Qatar: Qatar’s hotel and serviced apartment segment is forecast to grow 27 per cent to 23,086 keys by the end of 2016, according to Colliers International.
Speaking at the Arabian Hotel Investment Conference business briefing, in partnership with Katara Hospitality, at the Sharq Village & Spa Resort in Doha, Filippo Sona, director, head (Hotels) at Colliers International Mena, said Doha’s hotel supply totalled 15,760 keys, and another 2,366 keys in the serviced apartment supply in 2015.

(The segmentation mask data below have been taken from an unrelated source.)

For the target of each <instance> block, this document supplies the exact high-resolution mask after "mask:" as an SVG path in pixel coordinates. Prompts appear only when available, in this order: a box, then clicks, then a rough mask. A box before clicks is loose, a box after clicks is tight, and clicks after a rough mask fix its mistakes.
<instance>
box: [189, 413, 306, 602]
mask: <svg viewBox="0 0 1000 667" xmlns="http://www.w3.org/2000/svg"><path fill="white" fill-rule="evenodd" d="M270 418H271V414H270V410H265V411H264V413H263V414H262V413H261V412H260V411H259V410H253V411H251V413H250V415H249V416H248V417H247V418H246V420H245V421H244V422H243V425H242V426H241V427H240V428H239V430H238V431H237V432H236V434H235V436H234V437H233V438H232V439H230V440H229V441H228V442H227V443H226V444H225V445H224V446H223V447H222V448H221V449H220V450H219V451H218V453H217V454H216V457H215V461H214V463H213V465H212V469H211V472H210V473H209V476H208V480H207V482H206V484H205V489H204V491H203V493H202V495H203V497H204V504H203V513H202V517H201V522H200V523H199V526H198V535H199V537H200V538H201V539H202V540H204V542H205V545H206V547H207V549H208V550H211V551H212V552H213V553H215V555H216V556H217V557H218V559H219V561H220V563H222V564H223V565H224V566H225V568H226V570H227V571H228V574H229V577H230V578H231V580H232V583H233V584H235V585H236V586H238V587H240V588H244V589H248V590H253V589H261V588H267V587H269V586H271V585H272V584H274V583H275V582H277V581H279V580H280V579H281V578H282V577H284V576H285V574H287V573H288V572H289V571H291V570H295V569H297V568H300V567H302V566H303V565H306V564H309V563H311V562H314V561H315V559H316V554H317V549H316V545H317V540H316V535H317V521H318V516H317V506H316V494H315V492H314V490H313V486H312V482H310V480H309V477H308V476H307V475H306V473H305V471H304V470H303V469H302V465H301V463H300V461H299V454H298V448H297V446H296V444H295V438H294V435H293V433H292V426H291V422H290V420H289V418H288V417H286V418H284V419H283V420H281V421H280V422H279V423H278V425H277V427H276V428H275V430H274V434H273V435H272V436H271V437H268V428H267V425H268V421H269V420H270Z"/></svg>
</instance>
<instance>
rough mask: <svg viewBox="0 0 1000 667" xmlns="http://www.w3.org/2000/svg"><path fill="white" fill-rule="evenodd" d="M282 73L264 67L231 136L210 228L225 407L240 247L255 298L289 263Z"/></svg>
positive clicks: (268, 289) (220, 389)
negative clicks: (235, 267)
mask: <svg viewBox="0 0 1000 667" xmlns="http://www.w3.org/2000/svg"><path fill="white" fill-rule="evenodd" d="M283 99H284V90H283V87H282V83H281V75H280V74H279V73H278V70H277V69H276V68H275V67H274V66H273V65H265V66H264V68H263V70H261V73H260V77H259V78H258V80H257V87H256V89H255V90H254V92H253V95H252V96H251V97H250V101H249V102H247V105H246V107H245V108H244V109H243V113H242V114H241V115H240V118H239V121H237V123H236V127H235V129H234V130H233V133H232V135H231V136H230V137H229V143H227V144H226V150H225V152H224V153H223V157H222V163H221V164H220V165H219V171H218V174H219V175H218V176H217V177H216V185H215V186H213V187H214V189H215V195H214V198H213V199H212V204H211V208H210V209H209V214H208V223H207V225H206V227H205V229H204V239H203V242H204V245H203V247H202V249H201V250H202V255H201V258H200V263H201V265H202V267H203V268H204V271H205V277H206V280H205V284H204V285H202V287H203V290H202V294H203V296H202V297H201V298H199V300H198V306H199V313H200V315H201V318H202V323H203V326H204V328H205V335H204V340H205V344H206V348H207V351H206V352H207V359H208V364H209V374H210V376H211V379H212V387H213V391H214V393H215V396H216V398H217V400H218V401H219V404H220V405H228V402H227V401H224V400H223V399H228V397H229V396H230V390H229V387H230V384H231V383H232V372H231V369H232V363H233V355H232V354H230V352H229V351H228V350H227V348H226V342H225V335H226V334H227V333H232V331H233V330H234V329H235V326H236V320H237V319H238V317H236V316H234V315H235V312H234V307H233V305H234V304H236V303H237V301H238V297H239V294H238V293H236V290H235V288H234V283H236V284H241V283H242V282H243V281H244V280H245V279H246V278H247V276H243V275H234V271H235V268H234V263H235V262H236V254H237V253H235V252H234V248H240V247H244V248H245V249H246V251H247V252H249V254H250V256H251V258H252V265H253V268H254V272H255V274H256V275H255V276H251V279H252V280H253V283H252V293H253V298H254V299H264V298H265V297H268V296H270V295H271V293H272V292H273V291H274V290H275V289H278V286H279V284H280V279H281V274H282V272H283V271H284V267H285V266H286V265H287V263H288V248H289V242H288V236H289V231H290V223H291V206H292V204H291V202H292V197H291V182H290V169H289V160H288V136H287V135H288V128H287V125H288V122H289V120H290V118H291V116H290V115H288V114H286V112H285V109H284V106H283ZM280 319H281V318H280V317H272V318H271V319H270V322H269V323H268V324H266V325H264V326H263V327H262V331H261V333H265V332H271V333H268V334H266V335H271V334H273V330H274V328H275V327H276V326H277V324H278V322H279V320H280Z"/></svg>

Citing the Doha Full Year 2015 Review from Colliers International, Sona said a total of 1,460 keys opened in 2015 (from 14,300 in 2014), despite a slowdown on corporate demand due to low oil prices.
“Doha is predominantly a business destination, with the corporate segment accounting for more than 60% of the hotel demand. Due to a dip in oil prices and slowing economic activity, Doha experienced a slow growth in corporate demand in 2015. This trend is expected to continue in the coming year, with Doha’s hotel RevPAR (revenue per available room) forecast to decrease by 4% in 2016,” Sona said.
He highlighted the opportunity for developers to focus on serviced apartments and midscale hotels: “The limited presence of these asset classes in Doha offers owners and investors a potential opportunity to target this market gap.”
Colliers’ late report on the region said serviced apartments present “an opportunity to attract more expatriates to the country, and would also appeal to leisure GCC guests”.